Published online by Cambridge University Press: 05 June 2012
Unless one is a pacifist, one is likely to find it relatively easy to think of scenarios in which the use of force and violence against others is justified. Killing other people in self-defense, for example, seems widely condoned, but so, too, does defending our citizens abroad against attack from violent regimes. Violence in these cases appears reactive, employed to defeat aggression against or violence toward vital interests. Where violence comes to be seen as much more problematic, if not simply prohibited, is in its direct use for social/political ends. It then degenerates into terrorism, many people seem to think, and terrorism, they hold, is quite wrong. But what exactly is terrorism? And why is it wrong?

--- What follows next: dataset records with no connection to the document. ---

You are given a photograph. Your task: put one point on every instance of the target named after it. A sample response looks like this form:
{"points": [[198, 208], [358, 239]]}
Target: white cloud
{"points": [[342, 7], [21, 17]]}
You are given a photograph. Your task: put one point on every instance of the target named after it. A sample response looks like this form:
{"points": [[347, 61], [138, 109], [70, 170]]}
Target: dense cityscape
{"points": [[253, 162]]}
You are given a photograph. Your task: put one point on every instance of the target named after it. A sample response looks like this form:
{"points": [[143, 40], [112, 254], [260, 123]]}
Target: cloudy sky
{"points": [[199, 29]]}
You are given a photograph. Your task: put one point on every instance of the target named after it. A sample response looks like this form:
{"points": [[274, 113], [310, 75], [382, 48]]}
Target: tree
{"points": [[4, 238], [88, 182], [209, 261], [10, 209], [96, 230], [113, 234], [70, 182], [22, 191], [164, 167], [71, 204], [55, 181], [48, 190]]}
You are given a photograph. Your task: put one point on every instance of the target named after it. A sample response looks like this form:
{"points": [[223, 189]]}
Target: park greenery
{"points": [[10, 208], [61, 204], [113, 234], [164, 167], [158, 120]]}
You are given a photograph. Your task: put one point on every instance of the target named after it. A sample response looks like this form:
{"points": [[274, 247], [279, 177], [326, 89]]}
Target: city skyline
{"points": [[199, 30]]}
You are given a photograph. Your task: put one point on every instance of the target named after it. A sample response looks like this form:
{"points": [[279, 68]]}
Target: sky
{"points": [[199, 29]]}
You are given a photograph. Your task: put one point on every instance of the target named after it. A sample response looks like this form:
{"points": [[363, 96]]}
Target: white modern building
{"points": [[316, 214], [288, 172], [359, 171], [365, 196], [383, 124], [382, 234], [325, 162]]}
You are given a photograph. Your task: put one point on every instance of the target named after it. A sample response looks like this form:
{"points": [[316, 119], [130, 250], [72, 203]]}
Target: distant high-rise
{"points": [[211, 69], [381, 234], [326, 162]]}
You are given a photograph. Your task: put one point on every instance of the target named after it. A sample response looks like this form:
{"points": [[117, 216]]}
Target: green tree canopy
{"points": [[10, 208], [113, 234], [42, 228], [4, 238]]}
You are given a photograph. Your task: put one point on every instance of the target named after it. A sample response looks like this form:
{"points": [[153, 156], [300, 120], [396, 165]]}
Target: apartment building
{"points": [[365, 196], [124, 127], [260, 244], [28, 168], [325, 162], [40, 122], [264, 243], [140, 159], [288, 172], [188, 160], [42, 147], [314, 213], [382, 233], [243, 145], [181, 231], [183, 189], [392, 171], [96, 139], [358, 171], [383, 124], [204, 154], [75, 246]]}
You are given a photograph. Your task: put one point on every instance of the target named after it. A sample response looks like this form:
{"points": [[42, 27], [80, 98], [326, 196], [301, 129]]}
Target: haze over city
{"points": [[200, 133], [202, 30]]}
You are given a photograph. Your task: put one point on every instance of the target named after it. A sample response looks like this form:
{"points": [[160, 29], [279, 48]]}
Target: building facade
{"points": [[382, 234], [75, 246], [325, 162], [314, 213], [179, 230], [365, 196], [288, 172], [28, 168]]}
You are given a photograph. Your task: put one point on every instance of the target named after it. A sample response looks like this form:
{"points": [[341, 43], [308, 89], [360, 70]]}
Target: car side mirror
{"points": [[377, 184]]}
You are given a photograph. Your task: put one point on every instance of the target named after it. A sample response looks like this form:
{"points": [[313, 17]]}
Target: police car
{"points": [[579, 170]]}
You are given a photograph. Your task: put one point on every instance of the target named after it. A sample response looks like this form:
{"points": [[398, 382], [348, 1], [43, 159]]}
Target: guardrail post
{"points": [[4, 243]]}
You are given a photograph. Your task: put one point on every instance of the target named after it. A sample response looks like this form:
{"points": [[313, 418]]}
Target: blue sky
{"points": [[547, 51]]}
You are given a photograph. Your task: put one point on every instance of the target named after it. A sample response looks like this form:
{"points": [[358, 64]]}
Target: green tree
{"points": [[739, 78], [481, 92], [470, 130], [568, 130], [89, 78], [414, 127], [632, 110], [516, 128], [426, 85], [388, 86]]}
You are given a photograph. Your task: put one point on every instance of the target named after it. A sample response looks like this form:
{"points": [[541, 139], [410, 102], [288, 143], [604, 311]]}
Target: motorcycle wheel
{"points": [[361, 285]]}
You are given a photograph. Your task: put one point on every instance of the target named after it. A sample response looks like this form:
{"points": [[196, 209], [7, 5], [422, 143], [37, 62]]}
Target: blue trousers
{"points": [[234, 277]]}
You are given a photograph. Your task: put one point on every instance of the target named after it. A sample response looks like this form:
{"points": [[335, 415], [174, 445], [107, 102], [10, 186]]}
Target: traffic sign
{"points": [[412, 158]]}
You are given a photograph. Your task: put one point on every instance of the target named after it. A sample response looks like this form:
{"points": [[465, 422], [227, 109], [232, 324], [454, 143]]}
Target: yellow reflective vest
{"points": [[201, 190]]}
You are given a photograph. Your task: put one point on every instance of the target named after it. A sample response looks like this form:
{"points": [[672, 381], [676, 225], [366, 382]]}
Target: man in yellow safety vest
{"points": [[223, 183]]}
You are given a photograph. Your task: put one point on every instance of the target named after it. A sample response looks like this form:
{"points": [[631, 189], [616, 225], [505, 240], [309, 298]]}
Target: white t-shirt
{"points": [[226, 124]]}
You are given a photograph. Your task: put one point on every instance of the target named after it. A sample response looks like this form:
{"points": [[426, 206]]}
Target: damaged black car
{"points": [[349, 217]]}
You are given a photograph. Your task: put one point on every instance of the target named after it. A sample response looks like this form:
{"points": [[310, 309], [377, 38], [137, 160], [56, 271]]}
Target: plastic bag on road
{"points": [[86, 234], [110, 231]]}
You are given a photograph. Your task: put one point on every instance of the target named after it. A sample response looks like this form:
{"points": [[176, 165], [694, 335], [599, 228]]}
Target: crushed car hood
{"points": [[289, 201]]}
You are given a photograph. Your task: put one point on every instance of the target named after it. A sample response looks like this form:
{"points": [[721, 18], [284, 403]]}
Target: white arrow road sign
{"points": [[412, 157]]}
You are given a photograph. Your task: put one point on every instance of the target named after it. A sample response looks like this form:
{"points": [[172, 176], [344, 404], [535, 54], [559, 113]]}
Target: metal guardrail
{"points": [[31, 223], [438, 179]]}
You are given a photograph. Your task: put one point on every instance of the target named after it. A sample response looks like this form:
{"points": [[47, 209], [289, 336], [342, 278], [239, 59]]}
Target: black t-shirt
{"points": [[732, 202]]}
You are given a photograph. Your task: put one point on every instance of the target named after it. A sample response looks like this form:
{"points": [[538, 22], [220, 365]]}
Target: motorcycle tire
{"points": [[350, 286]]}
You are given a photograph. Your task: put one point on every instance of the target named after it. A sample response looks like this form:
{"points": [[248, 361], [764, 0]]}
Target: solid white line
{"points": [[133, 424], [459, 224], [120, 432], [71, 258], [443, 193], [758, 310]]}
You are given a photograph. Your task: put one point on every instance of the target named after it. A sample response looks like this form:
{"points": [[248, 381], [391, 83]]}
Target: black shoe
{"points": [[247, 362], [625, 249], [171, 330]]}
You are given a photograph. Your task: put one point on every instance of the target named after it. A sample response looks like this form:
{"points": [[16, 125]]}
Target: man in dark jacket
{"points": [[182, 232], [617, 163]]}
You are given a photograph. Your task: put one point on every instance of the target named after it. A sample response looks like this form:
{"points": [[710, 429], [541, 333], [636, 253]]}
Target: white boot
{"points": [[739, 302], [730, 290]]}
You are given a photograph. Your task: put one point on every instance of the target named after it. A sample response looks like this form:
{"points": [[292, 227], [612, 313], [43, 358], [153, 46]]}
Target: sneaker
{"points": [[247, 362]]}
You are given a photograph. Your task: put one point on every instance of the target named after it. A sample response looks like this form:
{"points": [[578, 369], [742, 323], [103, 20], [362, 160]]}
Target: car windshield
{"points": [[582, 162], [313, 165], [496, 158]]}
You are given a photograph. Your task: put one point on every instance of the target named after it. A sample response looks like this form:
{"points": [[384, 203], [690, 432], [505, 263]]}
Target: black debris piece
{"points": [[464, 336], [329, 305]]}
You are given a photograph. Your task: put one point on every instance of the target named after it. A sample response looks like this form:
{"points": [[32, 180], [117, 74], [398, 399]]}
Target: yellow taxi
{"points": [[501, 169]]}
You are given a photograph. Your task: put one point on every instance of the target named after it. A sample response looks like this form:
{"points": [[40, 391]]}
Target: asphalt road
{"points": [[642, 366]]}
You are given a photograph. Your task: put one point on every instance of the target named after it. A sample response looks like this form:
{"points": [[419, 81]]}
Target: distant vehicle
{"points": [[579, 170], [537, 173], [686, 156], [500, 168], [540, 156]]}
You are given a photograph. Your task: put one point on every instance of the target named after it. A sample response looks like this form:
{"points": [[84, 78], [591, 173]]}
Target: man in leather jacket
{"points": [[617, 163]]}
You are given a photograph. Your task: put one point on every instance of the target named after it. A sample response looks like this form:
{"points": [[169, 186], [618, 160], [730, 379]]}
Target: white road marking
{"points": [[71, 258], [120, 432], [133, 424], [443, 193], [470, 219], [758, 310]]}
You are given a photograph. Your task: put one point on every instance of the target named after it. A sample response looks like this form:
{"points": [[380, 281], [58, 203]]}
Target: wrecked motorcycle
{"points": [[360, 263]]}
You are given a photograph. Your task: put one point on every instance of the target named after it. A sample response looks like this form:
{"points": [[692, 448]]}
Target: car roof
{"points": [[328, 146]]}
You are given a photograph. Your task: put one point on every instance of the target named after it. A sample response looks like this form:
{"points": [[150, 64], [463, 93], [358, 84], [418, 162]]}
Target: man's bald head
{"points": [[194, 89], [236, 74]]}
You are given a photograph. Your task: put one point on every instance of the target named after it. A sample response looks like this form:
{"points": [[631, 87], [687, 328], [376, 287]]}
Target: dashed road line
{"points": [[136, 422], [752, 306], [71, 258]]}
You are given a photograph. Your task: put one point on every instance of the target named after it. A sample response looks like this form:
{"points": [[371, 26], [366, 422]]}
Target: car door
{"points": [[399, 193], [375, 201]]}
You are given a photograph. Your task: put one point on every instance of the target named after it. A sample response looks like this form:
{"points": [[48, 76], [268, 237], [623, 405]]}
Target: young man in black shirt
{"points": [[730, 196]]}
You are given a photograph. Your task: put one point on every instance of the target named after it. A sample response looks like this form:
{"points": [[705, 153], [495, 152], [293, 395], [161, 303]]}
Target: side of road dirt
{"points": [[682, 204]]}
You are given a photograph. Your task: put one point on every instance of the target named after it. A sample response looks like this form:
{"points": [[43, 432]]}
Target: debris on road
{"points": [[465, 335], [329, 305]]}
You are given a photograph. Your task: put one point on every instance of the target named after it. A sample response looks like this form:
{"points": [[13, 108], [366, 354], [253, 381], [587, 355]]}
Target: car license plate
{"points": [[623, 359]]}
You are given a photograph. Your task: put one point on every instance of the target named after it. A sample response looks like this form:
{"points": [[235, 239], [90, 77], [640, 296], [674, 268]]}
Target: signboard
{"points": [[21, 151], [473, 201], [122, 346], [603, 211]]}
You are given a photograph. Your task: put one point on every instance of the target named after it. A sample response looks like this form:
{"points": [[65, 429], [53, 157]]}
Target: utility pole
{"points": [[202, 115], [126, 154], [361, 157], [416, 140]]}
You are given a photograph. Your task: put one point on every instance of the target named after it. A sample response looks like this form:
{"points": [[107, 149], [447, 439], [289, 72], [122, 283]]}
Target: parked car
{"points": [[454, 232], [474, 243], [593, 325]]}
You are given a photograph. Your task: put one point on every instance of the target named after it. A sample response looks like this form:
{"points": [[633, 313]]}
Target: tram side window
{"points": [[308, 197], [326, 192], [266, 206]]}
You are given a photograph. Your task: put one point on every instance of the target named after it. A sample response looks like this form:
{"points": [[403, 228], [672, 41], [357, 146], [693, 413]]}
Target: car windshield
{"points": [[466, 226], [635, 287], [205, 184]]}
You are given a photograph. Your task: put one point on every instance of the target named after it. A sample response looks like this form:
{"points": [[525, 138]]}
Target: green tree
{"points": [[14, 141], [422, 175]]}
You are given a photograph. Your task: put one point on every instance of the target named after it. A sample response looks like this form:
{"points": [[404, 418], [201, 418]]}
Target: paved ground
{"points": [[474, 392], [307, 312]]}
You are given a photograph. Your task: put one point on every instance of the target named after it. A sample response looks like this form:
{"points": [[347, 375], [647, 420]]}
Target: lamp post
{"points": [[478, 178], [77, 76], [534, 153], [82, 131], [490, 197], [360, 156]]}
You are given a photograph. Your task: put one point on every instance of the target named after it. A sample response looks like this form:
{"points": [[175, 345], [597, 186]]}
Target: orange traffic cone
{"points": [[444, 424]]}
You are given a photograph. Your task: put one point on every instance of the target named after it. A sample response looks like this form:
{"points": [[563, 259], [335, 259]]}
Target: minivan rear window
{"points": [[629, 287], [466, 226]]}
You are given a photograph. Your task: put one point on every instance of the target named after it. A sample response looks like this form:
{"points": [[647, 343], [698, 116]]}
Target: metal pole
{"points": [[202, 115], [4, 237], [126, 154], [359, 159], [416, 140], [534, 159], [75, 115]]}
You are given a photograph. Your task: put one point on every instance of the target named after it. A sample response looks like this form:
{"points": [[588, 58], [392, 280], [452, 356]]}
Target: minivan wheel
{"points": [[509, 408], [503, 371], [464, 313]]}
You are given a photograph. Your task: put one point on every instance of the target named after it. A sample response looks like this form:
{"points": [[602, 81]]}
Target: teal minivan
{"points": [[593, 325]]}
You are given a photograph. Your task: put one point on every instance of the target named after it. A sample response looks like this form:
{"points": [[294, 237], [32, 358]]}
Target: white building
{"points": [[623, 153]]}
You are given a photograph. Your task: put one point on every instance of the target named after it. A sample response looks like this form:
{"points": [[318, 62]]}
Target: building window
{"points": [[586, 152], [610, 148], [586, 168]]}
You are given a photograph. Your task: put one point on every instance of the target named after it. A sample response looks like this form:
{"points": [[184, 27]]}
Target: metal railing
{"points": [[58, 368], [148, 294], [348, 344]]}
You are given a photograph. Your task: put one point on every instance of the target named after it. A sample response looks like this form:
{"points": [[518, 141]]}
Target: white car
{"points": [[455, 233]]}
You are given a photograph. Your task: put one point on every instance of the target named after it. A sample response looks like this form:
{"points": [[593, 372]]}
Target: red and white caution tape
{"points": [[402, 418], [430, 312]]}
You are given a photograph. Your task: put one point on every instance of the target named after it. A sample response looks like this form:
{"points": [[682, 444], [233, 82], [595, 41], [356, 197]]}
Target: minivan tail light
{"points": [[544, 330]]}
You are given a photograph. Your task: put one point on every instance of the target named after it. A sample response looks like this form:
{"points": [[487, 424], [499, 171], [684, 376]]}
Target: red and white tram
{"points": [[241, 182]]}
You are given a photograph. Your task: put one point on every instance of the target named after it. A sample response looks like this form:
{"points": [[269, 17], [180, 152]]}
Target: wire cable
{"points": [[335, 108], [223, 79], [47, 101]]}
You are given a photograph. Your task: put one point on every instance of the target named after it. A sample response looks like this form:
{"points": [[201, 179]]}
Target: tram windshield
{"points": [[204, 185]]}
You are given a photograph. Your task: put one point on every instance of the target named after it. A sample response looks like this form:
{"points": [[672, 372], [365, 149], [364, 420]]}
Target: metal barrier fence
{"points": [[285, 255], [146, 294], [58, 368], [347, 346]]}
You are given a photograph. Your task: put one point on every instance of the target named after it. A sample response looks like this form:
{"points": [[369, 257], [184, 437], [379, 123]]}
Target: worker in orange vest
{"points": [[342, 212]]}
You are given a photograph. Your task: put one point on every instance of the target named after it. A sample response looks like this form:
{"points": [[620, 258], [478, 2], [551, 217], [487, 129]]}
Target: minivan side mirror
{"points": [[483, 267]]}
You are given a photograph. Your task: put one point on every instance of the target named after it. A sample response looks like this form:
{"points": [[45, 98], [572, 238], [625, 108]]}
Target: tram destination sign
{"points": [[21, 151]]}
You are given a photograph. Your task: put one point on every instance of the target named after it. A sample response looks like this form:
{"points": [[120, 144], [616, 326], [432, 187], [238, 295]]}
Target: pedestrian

Most of us today believe terrorism to be a serious problem, one that raises difficult and challenging questions. The urgency of the problem, especially to North Americans and Western Europeans, may appear to be that terrorism is an issue that we confront from outside – that, as it were, it is an issue for us, not because violence for political ends is something approved of in our societies, but because we are the objects of such violence. The difficulty of the questions raised by contemporary terrorism has to do, we may suppose, with the complexity of issues having to do with the use of violence generally for political ends. The first question, that of the proper characterization of terrorism, is difficult, in part because it is hard to separate from the second, evaluative question, that of the wrongness of terrorism.